You might also find an underlying argument in this piece for some light tactical Navy planes flying off smaller carriers that mitigate that vulnerable Army log chain.

The other piece for morning reading is B.A. Friedman's John Boyd’s Revenge: How ISIS got inside our OODA Loop - which covers a lot more than ISIS:
But the most reliable test for one’s strategic ideas is history. Or in this case, history in the
making. John Boyd’s ideas are evident in three modern day strategic actors and the success they’re currently enjoying is self-evident. Despite the loyalty of his acolytes, the best advocates for Boyd’s ideas are Russia, China, and the Islamic State. Each of these actors, probably without knowing it, are demonstrating Boydian strategic methods. Each of them is using an adroit mix of ambiguity, deception, distribution, and propaganda, all while demonstrating a keen awareness of the moral plane of war and warfare in a way that is serving their ends. To those of us aware of Boyd’s ideas, it comes as no surprise. Everyone else is trying to figure out if there is even a war.
Probably could have included Iran in that mix, too.

So. Happy Tuesday.

Tuesday, August 30, 2016

Geography and National Strategy: Russia and China

If you listened to our discussion on Baltic Security with Dan Lynch and Bruce Acker (embedded below), you heard a great deal of talk about geography and the challenges faced by countries in confronting the realities that geography forces on them, especially in terms of national strategy and employment of forces.

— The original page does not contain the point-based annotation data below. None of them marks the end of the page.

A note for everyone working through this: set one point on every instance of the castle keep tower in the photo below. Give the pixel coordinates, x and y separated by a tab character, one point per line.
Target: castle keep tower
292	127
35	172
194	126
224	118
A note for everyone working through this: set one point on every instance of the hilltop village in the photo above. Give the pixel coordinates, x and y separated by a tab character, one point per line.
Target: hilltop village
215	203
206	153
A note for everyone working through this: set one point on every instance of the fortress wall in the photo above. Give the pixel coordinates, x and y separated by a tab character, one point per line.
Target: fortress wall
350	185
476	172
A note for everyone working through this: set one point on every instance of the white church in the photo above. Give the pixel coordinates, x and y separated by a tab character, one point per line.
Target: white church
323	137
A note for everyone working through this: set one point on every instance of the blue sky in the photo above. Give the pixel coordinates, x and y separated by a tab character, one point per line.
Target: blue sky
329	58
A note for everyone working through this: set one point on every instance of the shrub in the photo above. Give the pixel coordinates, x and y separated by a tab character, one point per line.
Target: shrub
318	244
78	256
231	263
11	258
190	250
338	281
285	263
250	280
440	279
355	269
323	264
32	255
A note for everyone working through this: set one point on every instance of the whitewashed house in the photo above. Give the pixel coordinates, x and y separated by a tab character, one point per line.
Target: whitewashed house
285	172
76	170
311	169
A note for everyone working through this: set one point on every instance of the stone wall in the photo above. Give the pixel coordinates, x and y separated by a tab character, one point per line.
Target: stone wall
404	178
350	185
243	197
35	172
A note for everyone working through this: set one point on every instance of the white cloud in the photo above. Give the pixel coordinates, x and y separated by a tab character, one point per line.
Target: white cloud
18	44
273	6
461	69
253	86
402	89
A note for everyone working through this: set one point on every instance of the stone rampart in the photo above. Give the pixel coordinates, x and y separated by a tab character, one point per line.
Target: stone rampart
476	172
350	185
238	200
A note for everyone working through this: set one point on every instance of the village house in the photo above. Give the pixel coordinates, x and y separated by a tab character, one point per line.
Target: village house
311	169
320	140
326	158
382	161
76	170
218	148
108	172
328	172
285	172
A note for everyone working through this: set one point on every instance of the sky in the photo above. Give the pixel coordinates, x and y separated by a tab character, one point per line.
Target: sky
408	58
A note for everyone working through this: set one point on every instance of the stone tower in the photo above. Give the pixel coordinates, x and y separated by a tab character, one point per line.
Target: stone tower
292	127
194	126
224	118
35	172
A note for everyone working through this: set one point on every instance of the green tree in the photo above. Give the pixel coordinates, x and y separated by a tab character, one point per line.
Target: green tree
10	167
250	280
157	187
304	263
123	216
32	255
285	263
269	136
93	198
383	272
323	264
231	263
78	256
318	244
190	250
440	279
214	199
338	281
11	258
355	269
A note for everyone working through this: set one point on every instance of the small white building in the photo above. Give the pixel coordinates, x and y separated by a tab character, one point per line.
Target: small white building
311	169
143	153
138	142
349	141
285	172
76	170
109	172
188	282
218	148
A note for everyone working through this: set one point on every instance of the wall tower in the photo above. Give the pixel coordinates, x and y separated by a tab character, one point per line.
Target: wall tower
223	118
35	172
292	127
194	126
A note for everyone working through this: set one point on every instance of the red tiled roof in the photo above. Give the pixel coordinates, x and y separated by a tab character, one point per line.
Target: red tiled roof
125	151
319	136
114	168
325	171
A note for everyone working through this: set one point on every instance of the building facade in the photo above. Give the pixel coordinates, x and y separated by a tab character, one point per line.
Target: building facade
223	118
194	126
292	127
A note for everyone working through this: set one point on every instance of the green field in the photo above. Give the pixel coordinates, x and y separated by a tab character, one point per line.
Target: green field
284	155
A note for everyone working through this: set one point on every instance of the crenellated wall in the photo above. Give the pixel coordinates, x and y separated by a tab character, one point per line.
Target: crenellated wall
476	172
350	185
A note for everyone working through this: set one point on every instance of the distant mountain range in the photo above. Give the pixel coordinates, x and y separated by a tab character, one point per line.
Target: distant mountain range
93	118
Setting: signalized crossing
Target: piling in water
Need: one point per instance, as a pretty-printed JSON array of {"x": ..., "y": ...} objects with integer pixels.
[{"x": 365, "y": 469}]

In that vein, it seems useful to review some geographic challenges faced by some major countries. Dr. George Friedman had a nice article up on the Forbes website, back in February 2016, 10 Maps That Explain Russia's Strategy, which I commend to your reading.
Many people think of maps in terms of their basic purpose: showing a country’s geography and topography. But maps can speak to all dimensions—political, military, and economic.

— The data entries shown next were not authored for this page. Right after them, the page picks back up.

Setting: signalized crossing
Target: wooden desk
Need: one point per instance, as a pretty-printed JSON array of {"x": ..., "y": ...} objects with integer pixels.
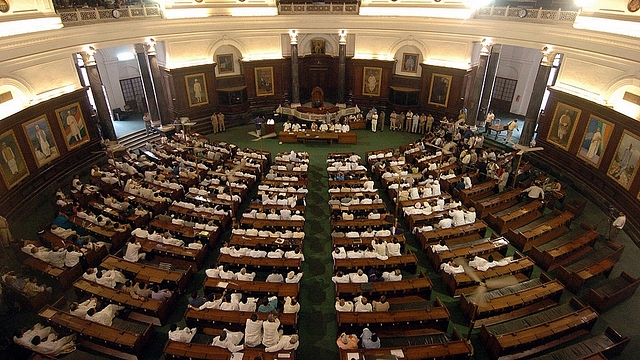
[
  {"x": 515, "y": 216},
  {"x": 155, "y": 312},
  {"x": 180, "y": 257},
  {"x": 261, "y": 288},
  {"x": 305, "y": 136},
  {"x": 593, "y": 264},
  {"x": 116, "y": 238},
  {"x": 541, "y": 233},
  {"x": 468, "y": 250},
  {"x": 65, "y": 276},
  {"x": 187, "y": 232},
  {"x": 453, "y": 236},
  {"x": 512, "y": 305},
  {"x": 93, "y": 256},
  {"x": 459, "y": 284},
  {"x": 257, "y": 263},
  {"x": 420, "y": 286},
  {"x": 408, "y": 262},
  {"x": 102, "y": 335},
  {"x": 496, "y": 202},
  {"x": 232, "y": 320},
  {"x": 149, "y": 274},
  {"x": 188, "y": 351},
  {"x": 389, "y": 322},
  {"x": 265, "y": 242}
]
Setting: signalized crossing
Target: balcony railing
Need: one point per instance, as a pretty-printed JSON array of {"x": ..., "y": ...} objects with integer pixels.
[
  {"x": 82, "y": 16},
  {"x": 516, "y": 14}
]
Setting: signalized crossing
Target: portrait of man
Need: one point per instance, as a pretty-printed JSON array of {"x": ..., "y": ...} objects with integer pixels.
[
  {"x": 563, "y": 124},
  {"x": 595, "y": 140},
  {"x": 371, "y": 81},
  {"x": 624, "y": 165},
  {"x": 41, "y": 142},
  {"x": 72, "y": 125},
  {"x": 410, "y": 62},
  {"x": 12, "y": 164},
  {"x": 225, "y": 63},
  {"x": 439, "y": 92},
  {"x": 264, "y": 81},
  {"x": 197, "y": 89}
]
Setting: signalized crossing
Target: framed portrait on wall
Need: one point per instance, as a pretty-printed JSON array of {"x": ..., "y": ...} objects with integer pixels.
[
  {"x": 439, "y": 91},
  {"x": 371, "y": 79},
  {"x": 225, "y": 63},
  {"x": 72, "y": 125},
  {"x": 624, "y": 166},
  {"x": 196, "y": 89},
  {"x": 264, "y": 81},
  {"x": 43, "y": 146},
  {"x": 595, "y": 139},
  {"x": 12, "y": 165},
  {"x": 563, "y": 124},
  {"x": 410, "y": 62}
]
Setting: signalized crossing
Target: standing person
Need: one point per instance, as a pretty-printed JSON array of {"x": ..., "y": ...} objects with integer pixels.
[
  {"x": 392, "y": 120},
  {"x": 221, "y": 125},
  {"x": 488, "y": 121},
  {"x": 374, "y": 121},
  {"x": 617, "y": 225},
  {"x": 429, "y": 123},
  {"x": 407, "y": 121},
  {"x": 147, "y": 122},
  {"x": 214, "y": 122},
  {"x": 512, "y": 125}
]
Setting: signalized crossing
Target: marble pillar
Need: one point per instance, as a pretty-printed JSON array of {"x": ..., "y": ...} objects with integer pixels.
[
  {"x": 99, "y": 97},
  {"x": 537, "y": 94},
  {"x": 147, "y": 83}
]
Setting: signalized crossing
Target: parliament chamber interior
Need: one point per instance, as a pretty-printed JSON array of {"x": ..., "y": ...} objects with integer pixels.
[{"x": 285, "y": 179}]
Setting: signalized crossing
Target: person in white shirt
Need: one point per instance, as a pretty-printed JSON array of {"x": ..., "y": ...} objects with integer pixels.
[
  {"x": 229, "y": 340},
  {"x": 293, "y": 278},
  {"x": 104, "y": 316},
  {"x": 133, "y": 251},
  {"x": 181, "y": 335},
  {"x": 270, "y": 333},
  {"x": 361, "y": 304},
  {"x": 243, "y": 275},
  {"x": 253, "y": 331},
  {"x": 343, "y": 306},
  {"x": 396, "y": 275},
  {"x": 358, "y": 277},
  {"x": 286, "y": 342},
  {"x": 275, "y": 276},
  {"x": 291, "y": 305}
]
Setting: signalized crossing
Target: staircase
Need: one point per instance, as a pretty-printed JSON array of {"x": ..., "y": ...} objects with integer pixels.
[{"x": 138, "y": 138}]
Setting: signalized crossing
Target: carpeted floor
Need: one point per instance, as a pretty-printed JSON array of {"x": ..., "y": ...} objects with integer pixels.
[{"x": 317, "y": 324}]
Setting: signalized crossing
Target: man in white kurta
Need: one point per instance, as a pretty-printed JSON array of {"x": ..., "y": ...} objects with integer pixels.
[
  {"x": 253, "y": 331},
  {"x": 229, "y": 340}
]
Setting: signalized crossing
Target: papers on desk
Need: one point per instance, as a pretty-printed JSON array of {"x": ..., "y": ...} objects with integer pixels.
[{"x": 397, "y": 352}]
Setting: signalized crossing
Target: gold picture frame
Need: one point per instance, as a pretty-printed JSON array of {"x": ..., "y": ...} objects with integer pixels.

Dr. Friedman uses maps to discuss Russia's issues:
  1.  Russia Is Almost Landlocked;
  2.  Europe Controls Russia’s Access to the Oceans;
  3.  The Western Border is Critical to Russia’s Infrastructure;
  4.  Russia Has Lost Its Buffer Against the West;
  5.  Now Russia Has Nothing to Lose;
  6.  Difficulties Unite the Russians;
Dr. Friedman compare Russia to Sparta and Athens comes down on the side that declares Russia is more akin to Sparta:
Therefore, Russia can’t be Athens. It must be Sparta, and that means it must be a land power and assume the cultural character of a Spartan nation. Russia must have tough if not sophisticated troops fighting ground wars. It must also be able to produce enough wealth to sustain its military as well as provide a reasonable standard of living for its people—but Russia will not be able to match Europe in this regard.

So it isn’t prosperity that binds the country together, but a shared idealized vision of and loyalty toward Mother Russia. And in this sense, there is a deep chasm between both Europe and the United States (which use prosperity as a justification for loyalty) and Russia (for whom loyalty derives from the power of the state and the inherent definition of being Russian).
***
All of this gives the Russians an opportunity. However bad their economy is at the moment, the simplicity of their geographic position in all respects gives them capabilities that can surprise their opponents and perhaps even make the Russians more dangerous.

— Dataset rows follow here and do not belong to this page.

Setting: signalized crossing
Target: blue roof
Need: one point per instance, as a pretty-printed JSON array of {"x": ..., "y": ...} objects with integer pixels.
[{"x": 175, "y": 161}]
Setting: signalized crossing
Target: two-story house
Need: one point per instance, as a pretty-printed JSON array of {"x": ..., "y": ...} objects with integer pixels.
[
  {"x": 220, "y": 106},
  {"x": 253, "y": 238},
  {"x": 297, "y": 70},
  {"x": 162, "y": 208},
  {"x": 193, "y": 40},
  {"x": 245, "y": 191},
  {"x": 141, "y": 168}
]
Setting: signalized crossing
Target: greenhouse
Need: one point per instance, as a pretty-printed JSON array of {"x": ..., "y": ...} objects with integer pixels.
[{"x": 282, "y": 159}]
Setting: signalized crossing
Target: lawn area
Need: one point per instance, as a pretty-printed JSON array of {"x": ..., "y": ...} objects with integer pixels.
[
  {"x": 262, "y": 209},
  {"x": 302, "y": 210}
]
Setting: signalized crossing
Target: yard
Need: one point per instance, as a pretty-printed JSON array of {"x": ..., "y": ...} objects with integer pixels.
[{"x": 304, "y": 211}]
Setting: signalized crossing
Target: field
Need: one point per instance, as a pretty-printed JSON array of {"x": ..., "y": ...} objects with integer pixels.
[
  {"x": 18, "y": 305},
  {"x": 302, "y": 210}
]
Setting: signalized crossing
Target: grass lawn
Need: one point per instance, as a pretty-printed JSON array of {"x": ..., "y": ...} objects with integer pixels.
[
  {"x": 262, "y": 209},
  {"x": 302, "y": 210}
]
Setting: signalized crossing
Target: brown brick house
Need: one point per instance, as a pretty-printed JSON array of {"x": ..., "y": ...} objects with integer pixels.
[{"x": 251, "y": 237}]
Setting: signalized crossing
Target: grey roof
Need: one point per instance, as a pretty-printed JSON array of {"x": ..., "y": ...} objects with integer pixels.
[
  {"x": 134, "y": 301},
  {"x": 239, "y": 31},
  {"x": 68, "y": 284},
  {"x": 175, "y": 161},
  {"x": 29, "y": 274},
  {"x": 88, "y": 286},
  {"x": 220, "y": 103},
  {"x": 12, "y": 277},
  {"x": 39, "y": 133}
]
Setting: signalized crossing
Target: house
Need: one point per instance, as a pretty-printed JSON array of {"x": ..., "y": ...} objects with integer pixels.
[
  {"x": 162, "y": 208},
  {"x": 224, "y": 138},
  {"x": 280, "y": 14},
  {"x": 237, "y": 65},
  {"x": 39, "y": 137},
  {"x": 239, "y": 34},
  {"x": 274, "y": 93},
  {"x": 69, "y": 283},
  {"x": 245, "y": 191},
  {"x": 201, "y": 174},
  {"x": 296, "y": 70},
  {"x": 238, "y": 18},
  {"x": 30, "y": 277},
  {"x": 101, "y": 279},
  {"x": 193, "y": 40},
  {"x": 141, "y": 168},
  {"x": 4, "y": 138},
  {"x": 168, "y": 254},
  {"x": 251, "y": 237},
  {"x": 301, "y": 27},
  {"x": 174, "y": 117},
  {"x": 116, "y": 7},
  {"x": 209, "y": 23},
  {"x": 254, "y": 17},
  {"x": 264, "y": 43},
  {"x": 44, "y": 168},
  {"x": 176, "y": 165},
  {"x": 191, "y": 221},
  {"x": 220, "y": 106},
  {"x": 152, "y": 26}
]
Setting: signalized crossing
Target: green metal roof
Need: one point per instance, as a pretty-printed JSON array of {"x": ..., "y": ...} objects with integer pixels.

Dr. Friedman also penned another Forbes piece, 5 Maps That Explain China's Strategy, in which he undertakes a review of China's geographic challenges:
In effect, China is an island in Eurasia. It can move money around and sometimes technology, but not large modern armies. Therefore, China is not a threat to its neighbors, nor are they a threat to China. China’s primary strategic interest is maintaining the territorial integrity of China from internal threats. If it lost control of Tibet or Xinjiang, the PRC’s borders would move far east, the buffer for Han China would disappear, and then China would face a strategic crisis. Therefore, its goal is to prevent that crisis by suppressing any independence movement in Tibet or Xinjiang.
***
The core strategy of China is internal. It has only one external strategic interest—the seas to the east.
***
China has vital maritime interests built around global trade. The problem is the sea lanes are not under its control, but rather under American control. In addition, China has a geographic problem. Its coastal seas are the South China Sea, south of Taiwan, and the East China Sea, to its north. Both seas are surrounded by archipelagos of island states ranging from Japan to Singapore with narrow passages between them. These passages could be closed at will by the US Navy. The US could, if it chose, blockade China. In national strategy, the question of intent is secondary to the question of capability. Since the US is capable of this, China is looking for a counter.

One counter would be to establish naval bases elsewhere in Asia. However, isolated by a US blockade from these bases, this would be of little use besides shaping regional psychology. Ultimately, the Chinese must create a force that would make it impossible to block access to the Indian and Pacific Oceans.
***
China’s stop-gap measure is its large number of anti-ship missiles. These missiles are designed to push the United States back from crucial choke points in the seas surrounding China. The problem with these missiles is that the US can destroy them. The US can’t close the choke points while the missiles are there, but the US has the capability to map China’s anti-ship network and attack it before moving into the choke points. China then must control at least some of these strategic passages from air, sea, and land on the islands of the archipelago. And the key island, Taiwan, is beyond China’s ability to seize.
***
China, therefore, has three strategic imperatives, two of them internal and one unattainable in any meaningful time frame. First, it must maintain control over Xinjiang and Tibet. Second, it must preserve the regime and prevent regionalism through repressive actions and purges. Third, it must find a solution to its enclosure in the East and South China Seas. In the meantime, it must assert a naval capability in the region without triggering an American response that the Chinese are not ready to deal with.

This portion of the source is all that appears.